Create a Vector Search using the Embeddings
With the embeddings in hand, you can now set up a Vector Saerch. This allows you to search for documents by comparing the query's embedding against the embeddings of all stored documents. Vertex AI's Vector Search (previously known as matching engine) provides an easy to use no-code to index the embeddings and perform fast, approximate nearest neighbour search to retrieve the most relevant documents. Bonus: You can use embeddings stored directly in Google Cloud Storage!
Create a Prompt with Context
Once you’ve identified the most relevant documents, it’s time to feed this information into your model. You’ll create a prompt that combines the original query with the contextual data pulled from the search results. This context helps the model generate a more informed and accurate response, effectively augmenting the LLM’s output with real-time, domain-specific data.
By combining these steps, RAG-powered search with Vertex AI can provide powerful, contextually aware responses, bringing together the best of both generative AI and external data retrieval.
For e.g, find below Gemini answering questions about a regional book!
How to make your search better?
We already have a pretty sophisticated search in under 2 hours of work! But how would make this even better?
Choose the right retrieval mechanism. Depending on the type of content and the complexity of the queries, different techniques can yield better results.
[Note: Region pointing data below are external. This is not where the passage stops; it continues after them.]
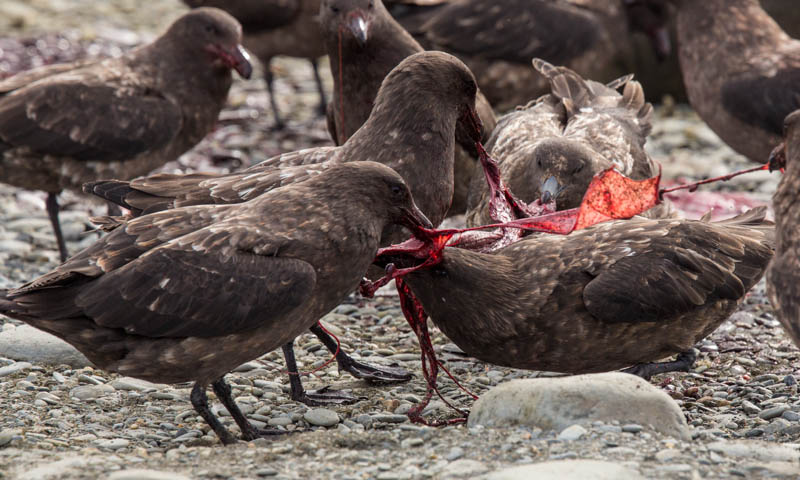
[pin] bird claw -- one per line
(324, 396)
(373, 373)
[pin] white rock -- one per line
(142, 474)
(754, 450)
(321, 417)
(33, 345)
(90, 392)
(573, 432)
(130, 383)
(464, 468)
(557, 403)
(567, 470)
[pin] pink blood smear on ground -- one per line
(609, 196)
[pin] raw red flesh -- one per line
(609, 196)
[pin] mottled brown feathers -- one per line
(403, 132)
(581, 128)
(154, 298)
(599, 299)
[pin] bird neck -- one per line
(359, 70)
(468, 292)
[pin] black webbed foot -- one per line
(682, 363)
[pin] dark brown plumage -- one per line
(783, 278)
(413, 134)
(189, 294)
(610, 296)
(61, 127)
(372, 44)
(578, 130)
(741, 71)
(277, 27)
(498, 40)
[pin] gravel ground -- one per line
(66, 422)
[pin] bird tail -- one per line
(753, 219)
(114, 191)
(577, 93)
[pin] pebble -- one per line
(321, 417)
(90, 392)
(33, 345)
(773, 412)
(387, 418)
(112, 444)
(750, 408)
(14, 368)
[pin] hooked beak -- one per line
(777, 158)
(550, 189)
(359, 26)
(661, 43)
(413, 219)
(236, 58)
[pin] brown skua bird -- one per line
(741, 71)
(188, 294)
(498, 40)
(364, 44)
(399, 134)
(118, 118)
(783, 278)
(617, 294)
(277, 27)
(554, 146)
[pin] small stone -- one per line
(775, 426)
(454, 454)
(134, 384)
(750, 408)
(33, 345)
(412, 442)
(632, 428)
(113, 443)
(6, 436)
(280, 421)
(388, 418)
(773, 412)
(791, 416)
(14, 368)
(321, 417)
(667, 455)
(573, 432)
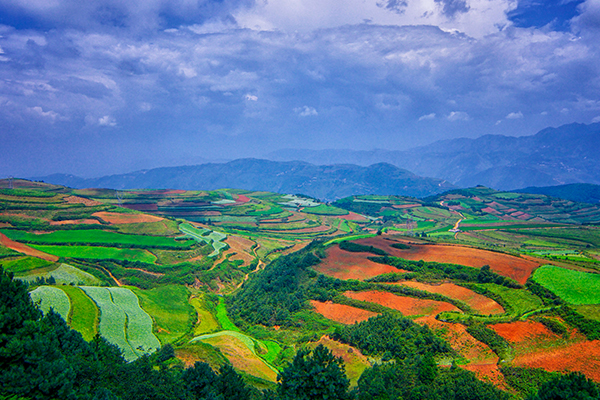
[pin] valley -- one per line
(248, 278)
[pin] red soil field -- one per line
(482, 360)
(22, 248)
(581, 357)
(82, 200)
(351, 216)
(479, 303)
(406, 305)
(242, 249)
(119, 218)
(142, 206)
(75, 222)
(341, 313)
(513, 267)
(521, 331)
(347, 265)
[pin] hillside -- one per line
(553, 156)
(501, 285)
(580, 192)
(327, 182)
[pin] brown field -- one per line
(75, 222)
(120, 218)
(341, 313)
(481, 359)
(23, 248)
(347, 265)
(241, 358)
(479, 303)
(241, 248)
(352, 216)
(581, 357)
(513, 267)
(406, 305)
(82, 200)
(354, 360)
(524, 331)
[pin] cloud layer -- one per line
(173, 82)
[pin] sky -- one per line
(100, 87)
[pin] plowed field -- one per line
(479, 303)
(481, 359)
(355, 361)
(120, 218)
(406, 305)
(341, 313)
(524, 331)
(582, 357)
(513, 267)
(23, 248)
(347, 265)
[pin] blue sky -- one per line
(101, 87)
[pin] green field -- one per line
(122, 322)
(65, 275)
(96, 252)
(84, 315)
(96, 237)
(169, 308)
(520, 300)
(23, 265)
(50, 297)
(203, 235)
(574, 287)
(139, 323)
(206, 321)
(223, 318)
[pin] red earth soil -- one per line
(119, 218)
(406, 305)
(481, 359)
(341, 313)
(351, 216)
(513, 267)
(521, 331)
(75, 222)
(22, 248)
(581, 357)
(82, 200)
(347, 265)
(241, 248)
(479, 303)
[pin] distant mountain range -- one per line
(580, 192)
(325, 182)
(553, 156)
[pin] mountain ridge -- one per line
(327, 182)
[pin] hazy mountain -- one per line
(327, 182)
(553, 156)
(581, 192)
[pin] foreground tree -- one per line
(314, 376)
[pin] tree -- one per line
(574, 386)
(314, 376)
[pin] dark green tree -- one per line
(574, 386)
(314, 376)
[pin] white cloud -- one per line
(306, 111)
(515, 115)
(458, 116)
(427, 117)
(107, 120)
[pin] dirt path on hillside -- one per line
(24, 249)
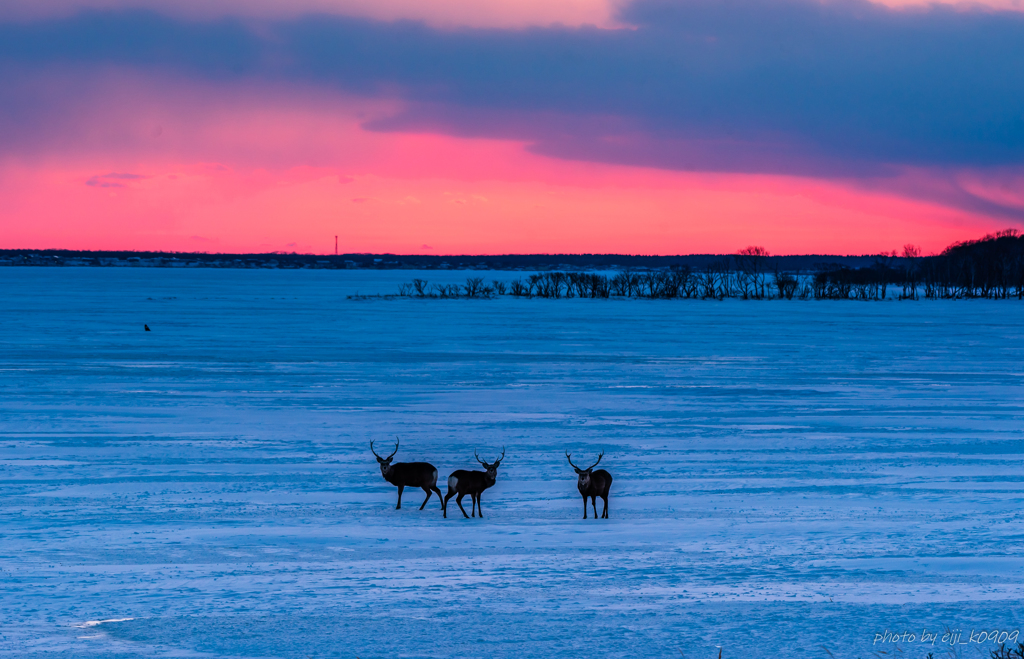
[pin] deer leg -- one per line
(444, 502)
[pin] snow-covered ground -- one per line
(790, 477)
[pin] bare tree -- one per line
(752, 265)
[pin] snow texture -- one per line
(790, 477)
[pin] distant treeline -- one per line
(991, 267)
(280, 261)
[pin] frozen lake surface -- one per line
(790, 476)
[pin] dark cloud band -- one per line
(846, 88)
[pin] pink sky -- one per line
(161, 162)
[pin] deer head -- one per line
(385, 463)
(584, 473)
(492, 469)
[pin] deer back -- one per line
(413, 474)
(601, 482)
(467, 482)
(596, 485)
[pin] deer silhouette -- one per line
(593, 484)
(422, 475)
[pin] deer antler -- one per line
(391, 455)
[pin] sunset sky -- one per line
(509, 126)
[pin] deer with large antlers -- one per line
(464, 482)
(422, 475)
(593, 484)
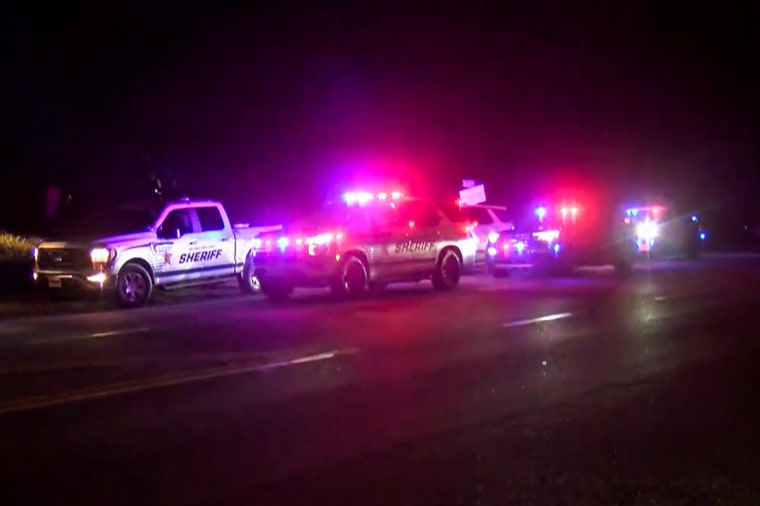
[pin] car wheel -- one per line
(351, 279)
(133, 286)
(448, 271)
(247, 281)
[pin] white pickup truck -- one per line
(130, 250)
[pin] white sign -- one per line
(473, 196)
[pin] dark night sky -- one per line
(291, 99)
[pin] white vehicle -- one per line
(487, 223)
(131, 250)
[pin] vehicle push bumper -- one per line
(294, 269)
(516, 253)
(94, 280)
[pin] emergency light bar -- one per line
(362, 197)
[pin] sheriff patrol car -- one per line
(366, 241)
(133, 249)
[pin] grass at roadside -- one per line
(15, 247)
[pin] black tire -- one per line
(498, 272)
(133, 286)
(448, 270)
(351, 279)
(247, 282)
(275, 289)
(623, 268)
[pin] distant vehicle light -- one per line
(547, 235)
(647, 230)
(99, 278)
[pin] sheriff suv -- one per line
(365, 241)
(130, 250)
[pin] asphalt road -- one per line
(584, 390)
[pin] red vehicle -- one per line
(564, 231)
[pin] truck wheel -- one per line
(351, 279)
(247, 281)
(276, 290)
(133, 286)
(448, 270)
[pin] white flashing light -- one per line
(100, 255)
(547, 235)
(647, 230)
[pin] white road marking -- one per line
(540, 319)
(100, 392)
(110, 333)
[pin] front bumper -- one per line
(299, 271)
(94, 280)
(512, 258)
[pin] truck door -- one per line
(423, 219)
(177, 240)
(215, 248)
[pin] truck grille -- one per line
(69, 259)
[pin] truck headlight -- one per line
(647, 230)
(100, 255)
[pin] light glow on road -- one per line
(540, 319)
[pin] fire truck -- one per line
(558, 234)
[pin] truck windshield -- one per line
(112, 221)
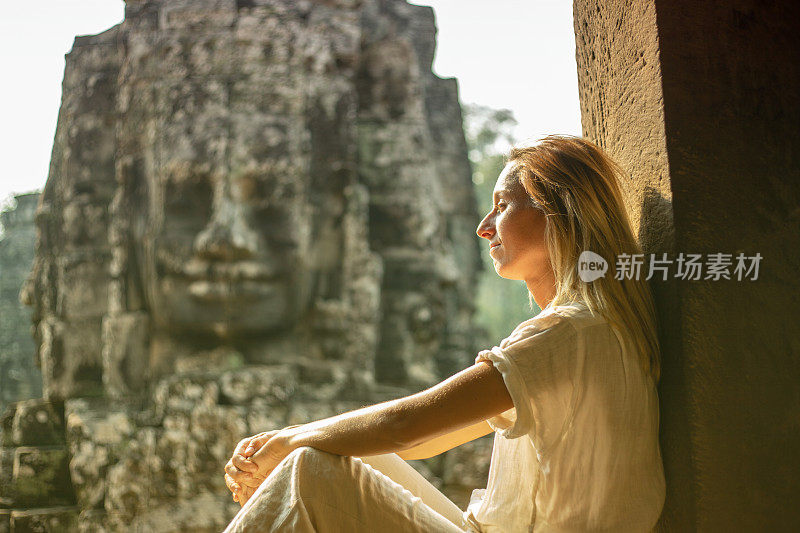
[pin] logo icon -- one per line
(591, 266)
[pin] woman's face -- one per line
(515, 231)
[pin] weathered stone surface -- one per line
(699, 102)
(44, 520)
(252, 220)
(40, 476)
(37, 423)
(19, 377)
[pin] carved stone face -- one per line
(226, 238)
(225, 253)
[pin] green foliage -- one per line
(501, 304)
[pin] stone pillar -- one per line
(699, 103)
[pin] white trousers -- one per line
(316, 491)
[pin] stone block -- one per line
(40, 476)
(6, 477)
(6, 423)
(38, 423)
(96, 433)
(273, 384)
(50, 519)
The way you structure your content plays a huge role in improving search. Well-organized data is easier to index and retrieve. Consider using clear headings, paragraphs, and standardized formats to allow for better parsing and indexing by retrieval systems.
Effective chunking is critical for improving search accuracy. Breaking documents into smaller, meaningful segments helps the retrieval system focus on the most relevant pieces of content.
Incorporating metadata into your search strategy adds another layer of refinement.
Finally, improving your embeddings can make your search more nuanced.